Agent Ops: orchestration, runtimes, tiny models, and state machines
Needle — Distilled Gemini Tool Calling into a 26M Model distills Gemini tool-calling into an open 26M Simple Attention Network you can run and fine-tune locally. This lowers latency and cost for tool-enabled agents and lets outcome engineers iterate on tool-calling behavior on-device instead of at cloud scale (Principles 07, 06).
Statewright — Visual state machines that make AI agents reliable enforces state-machine guardrails to constrain tool access per workflow phase and visualize agent transitions. Use it to codify workflow phases, permissions, and recovery paths so agents stay within intended boundaries and become auditable (Principles 07, 10, 14).
Productive Launches 5.0 With Autonomous AI Agents adds shareable autonomous Agents and reusable Skills to automate operational workflows across the platform. This is a concrete example of packaging agent capabilities for teams—plan for Skill governance, versioning, and human handoff when you expose agents to non-engineering users (Principle 09).
Huang and McDermott back OpenShell for enterprise AI positions OpenShell as an open-source secure runtime adopted by enterprises like ServiceNow and LangChain.
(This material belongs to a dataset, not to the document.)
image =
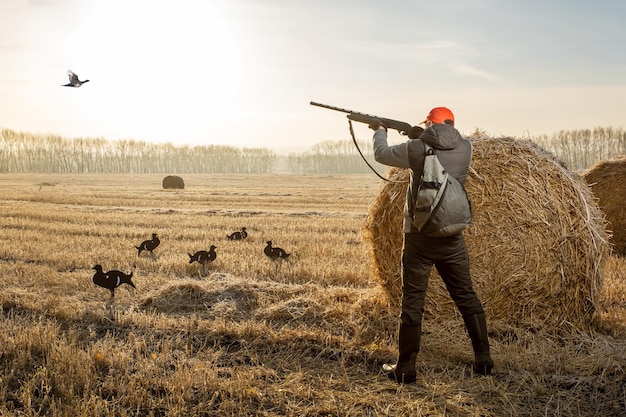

A hardened runtime changes your threat model: focus on vetted execution environments, policy hooks, and provenance tracking rather than ad-hoc agent sandboxes (Principles 07, 10).
Orchestration Outweighs Model Wars in AI Infrastructure argues that routing, governance, and unified observability determine reliability for multi-model, agent-driven deployments. For outcome engineering, invest in orchestration layers—policy routing, metrics that map to outcomes, and cross-model observability—because they scale impact more than marginal model gains (Principles 09, 12).